I've tried connecting to the SSID from a few devices; I enter my username/password but am unable to join the network.
These are the events that always show up in the Aruba VC system log when I attempt to connect:
-------------------------
Feb 29 20:59:26 cli[4890]: <341004> <WARN> |AP b8:3a:5a:b2:84:11@10.1.1.50 cli| AP 10.1.1.50: Client 74:42:8b:c9:31:44 authenticate fail because RADIUS server connection failure
Feb 29 21:03:18 syslog: <341004> <WARN> |AP b8:3a:5a:b2:84:11@10.1.1.50 cli| is_factory_reset_on_running : Swarm quit factory default status by : ssid_config
--------------------------
10.1.1.50 is the Aruba access point
Virtual Controller IP is 10.1.1.51
In the Aruba System settings I have enabled Dynamic RADIUS Proxy. The ntp server is set to default. Time is accurate in the logs.
In the Aruba Security settings, I configured the Authentication Server using the IP address of my NPS server. I used "password" as the shared key for simplicity (checked it multiple times). The authorization and accounting ports are 1812 & 1813. I set NAS-IP-Address to the VC's IP (10.1.1.51).

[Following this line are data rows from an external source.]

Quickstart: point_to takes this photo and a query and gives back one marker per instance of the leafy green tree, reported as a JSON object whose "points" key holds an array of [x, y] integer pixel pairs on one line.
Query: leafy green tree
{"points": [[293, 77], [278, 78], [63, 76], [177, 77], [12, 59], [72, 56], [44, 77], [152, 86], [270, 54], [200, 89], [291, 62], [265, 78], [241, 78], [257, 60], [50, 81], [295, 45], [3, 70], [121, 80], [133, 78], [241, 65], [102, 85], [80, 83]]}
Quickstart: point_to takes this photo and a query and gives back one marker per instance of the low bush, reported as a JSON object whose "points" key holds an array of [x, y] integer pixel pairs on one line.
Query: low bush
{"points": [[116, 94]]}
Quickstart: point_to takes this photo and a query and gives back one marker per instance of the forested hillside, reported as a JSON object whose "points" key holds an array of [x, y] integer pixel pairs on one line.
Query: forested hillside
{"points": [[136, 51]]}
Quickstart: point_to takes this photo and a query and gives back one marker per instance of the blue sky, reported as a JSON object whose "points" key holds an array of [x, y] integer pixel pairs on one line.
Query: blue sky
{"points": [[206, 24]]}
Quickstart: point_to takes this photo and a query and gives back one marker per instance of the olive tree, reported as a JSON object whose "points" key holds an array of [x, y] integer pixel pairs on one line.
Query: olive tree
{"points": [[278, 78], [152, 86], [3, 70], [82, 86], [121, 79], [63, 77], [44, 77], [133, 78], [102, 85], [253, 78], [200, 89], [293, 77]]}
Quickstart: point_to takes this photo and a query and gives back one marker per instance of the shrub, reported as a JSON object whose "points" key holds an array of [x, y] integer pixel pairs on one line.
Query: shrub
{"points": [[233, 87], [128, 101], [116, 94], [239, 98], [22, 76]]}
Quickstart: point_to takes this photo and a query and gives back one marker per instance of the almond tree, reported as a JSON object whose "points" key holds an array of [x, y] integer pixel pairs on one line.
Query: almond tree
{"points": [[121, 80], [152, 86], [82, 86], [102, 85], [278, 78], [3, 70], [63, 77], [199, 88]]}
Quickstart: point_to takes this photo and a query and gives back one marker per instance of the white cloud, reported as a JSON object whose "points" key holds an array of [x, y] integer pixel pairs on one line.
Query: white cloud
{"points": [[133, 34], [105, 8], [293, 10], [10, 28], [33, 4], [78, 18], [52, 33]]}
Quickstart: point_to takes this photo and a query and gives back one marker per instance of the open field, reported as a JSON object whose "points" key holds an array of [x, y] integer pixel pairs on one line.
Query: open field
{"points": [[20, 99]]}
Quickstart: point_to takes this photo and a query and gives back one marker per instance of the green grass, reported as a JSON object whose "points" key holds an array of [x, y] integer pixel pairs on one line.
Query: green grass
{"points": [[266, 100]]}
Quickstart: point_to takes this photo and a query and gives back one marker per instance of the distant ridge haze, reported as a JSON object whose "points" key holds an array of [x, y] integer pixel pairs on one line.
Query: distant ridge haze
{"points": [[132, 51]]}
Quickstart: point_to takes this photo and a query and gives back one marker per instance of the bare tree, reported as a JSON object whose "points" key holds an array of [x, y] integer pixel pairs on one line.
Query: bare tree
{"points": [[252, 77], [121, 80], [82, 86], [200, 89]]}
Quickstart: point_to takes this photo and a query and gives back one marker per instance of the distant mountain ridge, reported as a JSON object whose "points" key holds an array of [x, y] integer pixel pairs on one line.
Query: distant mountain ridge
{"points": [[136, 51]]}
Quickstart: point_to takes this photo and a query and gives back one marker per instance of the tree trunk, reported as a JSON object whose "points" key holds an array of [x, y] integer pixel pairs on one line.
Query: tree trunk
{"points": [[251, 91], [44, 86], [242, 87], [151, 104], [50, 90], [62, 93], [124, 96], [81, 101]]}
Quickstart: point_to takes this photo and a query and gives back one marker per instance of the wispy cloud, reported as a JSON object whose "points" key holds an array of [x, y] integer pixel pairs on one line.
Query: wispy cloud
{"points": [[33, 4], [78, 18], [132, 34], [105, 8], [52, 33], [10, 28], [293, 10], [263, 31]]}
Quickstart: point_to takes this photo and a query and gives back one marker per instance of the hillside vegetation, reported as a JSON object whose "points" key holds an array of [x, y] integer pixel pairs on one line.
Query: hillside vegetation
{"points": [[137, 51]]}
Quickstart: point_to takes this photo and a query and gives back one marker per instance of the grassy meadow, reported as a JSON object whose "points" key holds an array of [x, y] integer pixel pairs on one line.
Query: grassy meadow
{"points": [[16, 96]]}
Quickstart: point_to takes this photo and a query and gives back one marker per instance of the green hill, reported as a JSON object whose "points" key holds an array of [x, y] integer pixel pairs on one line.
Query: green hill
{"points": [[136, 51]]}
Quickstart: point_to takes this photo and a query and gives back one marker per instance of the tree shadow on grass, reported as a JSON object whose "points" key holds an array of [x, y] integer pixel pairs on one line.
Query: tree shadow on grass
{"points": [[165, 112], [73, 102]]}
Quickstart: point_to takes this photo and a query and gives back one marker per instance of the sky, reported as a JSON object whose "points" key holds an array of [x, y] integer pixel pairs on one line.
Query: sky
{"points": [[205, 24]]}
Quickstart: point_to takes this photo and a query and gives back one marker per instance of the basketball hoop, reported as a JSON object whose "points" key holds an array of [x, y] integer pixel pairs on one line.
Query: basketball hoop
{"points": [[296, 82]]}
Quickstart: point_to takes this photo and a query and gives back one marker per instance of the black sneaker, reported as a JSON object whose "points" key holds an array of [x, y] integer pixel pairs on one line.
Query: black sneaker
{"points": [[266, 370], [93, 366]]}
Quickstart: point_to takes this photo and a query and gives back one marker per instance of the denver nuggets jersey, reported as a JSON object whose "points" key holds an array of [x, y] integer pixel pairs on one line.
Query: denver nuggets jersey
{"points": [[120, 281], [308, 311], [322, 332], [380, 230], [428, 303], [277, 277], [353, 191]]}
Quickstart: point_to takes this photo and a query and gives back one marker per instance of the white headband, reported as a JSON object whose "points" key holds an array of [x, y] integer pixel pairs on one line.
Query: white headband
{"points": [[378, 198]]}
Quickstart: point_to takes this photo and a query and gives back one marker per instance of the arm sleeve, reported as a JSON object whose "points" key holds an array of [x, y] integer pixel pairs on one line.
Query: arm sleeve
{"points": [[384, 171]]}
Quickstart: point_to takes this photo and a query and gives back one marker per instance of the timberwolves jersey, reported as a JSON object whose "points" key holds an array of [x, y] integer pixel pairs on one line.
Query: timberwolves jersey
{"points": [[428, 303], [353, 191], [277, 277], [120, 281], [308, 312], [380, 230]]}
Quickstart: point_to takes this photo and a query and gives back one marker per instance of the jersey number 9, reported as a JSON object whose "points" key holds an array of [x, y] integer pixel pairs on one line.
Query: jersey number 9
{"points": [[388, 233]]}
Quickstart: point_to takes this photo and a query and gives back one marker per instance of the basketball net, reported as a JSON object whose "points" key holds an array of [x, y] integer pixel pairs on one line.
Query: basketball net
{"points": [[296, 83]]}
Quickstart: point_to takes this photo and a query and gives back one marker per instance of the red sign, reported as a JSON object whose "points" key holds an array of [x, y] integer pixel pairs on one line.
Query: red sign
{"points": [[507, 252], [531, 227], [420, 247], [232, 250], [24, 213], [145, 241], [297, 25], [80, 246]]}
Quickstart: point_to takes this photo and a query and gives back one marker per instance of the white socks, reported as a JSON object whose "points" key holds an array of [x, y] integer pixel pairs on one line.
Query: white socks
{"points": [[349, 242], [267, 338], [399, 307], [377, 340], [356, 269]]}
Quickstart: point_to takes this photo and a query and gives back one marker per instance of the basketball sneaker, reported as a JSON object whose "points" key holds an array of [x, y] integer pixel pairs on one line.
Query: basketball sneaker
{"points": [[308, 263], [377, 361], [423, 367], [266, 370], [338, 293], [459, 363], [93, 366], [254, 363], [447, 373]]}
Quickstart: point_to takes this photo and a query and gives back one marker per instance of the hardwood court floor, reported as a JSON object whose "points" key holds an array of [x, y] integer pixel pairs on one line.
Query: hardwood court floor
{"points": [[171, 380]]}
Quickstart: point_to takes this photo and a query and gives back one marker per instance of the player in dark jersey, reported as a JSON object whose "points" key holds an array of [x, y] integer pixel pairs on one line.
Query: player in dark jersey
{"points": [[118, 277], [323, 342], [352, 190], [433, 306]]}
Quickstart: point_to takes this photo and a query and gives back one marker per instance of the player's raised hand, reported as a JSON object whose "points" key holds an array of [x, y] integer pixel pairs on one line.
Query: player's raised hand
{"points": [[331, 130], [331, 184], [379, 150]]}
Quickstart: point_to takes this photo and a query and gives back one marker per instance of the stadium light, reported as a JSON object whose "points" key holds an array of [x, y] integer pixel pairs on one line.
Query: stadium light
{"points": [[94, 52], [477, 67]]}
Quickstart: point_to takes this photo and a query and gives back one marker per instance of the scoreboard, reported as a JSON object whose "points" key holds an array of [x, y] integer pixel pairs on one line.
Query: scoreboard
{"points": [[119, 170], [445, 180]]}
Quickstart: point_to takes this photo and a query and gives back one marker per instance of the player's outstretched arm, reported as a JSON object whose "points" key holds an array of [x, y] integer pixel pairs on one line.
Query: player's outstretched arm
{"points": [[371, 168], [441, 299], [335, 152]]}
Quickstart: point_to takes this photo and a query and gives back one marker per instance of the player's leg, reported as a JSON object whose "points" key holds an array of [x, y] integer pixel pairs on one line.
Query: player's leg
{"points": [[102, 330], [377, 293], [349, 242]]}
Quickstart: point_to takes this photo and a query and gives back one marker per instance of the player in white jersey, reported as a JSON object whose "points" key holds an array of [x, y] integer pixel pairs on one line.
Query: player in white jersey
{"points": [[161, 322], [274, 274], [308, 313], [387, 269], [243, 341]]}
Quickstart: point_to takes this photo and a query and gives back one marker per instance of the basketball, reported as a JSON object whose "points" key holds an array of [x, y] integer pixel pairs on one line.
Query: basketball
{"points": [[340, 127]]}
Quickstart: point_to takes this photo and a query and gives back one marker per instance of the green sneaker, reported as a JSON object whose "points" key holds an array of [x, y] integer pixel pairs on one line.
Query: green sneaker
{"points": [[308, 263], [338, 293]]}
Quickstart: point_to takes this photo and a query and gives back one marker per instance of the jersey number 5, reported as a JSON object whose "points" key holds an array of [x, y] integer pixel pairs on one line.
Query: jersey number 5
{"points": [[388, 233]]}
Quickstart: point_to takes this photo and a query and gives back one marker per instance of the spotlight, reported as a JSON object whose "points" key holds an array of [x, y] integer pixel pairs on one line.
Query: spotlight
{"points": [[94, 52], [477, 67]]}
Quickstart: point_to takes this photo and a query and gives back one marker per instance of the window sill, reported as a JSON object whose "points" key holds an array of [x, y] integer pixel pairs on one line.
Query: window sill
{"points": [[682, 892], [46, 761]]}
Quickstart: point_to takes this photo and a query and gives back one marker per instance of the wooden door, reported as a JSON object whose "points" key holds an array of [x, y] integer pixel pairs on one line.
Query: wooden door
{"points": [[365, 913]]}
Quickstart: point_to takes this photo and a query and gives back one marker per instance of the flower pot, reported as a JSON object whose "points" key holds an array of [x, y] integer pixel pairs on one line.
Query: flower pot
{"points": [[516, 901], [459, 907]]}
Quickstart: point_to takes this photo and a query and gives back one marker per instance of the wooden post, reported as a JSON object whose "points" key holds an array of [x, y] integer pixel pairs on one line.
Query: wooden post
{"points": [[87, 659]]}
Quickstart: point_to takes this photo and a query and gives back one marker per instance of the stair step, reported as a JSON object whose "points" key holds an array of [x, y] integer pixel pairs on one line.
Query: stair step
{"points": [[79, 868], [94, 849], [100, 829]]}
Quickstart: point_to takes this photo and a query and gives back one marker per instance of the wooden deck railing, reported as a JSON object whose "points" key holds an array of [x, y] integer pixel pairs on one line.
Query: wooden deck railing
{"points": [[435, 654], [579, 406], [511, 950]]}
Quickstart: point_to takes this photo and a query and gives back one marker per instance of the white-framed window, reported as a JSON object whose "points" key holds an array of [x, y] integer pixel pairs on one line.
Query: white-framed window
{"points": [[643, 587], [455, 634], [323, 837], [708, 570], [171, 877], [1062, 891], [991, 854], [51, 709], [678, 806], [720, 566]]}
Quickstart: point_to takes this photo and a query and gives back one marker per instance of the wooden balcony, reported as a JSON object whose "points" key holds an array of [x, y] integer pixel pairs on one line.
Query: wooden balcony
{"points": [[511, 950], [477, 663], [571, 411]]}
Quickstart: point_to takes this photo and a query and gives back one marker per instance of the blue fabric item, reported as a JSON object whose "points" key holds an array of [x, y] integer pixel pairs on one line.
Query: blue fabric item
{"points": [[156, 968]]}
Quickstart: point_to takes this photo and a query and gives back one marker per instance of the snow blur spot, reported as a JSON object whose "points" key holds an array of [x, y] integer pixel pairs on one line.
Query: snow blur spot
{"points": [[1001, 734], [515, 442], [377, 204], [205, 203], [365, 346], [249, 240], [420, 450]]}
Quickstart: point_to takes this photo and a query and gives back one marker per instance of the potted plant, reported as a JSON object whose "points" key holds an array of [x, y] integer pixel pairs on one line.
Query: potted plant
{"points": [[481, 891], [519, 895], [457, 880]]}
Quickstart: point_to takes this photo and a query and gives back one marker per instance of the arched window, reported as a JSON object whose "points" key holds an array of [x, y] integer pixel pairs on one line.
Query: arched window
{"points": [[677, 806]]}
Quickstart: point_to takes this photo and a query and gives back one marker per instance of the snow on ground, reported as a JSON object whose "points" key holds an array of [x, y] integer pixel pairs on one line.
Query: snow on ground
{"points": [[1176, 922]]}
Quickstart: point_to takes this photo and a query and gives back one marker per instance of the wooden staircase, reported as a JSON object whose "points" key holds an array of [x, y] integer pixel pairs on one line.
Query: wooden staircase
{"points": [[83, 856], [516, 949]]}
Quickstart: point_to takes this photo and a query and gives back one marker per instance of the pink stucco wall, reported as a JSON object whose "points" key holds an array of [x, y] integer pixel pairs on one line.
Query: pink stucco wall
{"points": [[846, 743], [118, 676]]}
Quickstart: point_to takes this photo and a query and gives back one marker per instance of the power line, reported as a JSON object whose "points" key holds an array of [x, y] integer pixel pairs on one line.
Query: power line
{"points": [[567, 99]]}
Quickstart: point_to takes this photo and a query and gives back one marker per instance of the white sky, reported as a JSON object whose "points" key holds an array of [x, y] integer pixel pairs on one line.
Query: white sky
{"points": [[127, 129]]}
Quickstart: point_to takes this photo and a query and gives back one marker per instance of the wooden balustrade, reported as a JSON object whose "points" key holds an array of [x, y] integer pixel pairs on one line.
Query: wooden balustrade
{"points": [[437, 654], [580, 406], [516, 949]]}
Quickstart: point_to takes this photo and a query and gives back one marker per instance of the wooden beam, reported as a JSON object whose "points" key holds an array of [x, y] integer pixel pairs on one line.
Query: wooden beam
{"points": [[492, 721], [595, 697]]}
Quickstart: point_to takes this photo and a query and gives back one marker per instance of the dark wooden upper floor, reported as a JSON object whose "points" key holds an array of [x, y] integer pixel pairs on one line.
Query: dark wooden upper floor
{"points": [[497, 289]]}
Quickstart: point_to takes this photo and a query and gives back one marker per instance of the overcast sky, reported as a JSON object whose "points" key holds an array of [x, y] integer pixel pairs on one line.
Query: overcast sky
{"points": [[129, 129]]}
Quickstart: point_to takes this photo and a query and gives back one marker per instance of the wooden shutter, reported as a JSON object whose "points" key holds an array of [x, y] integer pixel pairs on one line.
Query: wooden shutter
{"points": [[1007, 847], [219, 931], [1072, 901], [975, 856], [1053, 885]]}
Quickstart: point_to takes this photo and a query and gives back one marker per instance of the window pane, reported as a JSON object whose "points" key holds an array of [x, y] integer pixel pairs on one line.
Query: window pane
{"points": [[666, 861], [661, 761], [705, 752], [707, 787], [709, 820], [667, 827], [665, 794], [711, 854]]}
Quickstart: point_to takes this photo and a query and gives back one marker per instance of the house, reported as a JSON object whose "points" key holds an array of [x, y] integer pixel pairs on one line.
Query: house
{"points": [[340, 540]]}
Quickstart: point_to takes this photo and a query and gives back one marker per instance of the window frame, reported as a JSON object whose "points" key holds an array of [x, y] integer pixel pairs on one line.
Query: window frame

Under "Service-Type Framed-User" I selected 802.1X.
I created a firewall rule on the NPS server to allow UDP 1812,1813, and verified NPS is configured to listen on these ports.
On NPS, the RADIUS Client is configured with the VC IP address and the shared secret "password".
Connection Request Policy is set to authenticate "NAS Port Type - 802.11" requests on the local server.
Network Policies is also configured for "NAS Port Type - 802.11" requests with the addition of a Windows Security Group that's in Active Directory. I have enabled PEAP and ensured the server certificate is selected.
I created this certificate using the "RAS and IAS Server" template in AD CS. I set the Subject Name as CN '10.1.1.8", and alternative subject name as DNS "NPS-SERVER.mycompany.local". The client is configured to trust the CA.
The Windows Server Event Log doesn't have a single trace of my connection attempts. I installed Wireshark on the NPS and I can see "Access-Request" is coming through many times, but no response.
I'm usually good at solving these problems but at this point I'm going in circles. Any help would be beyond words!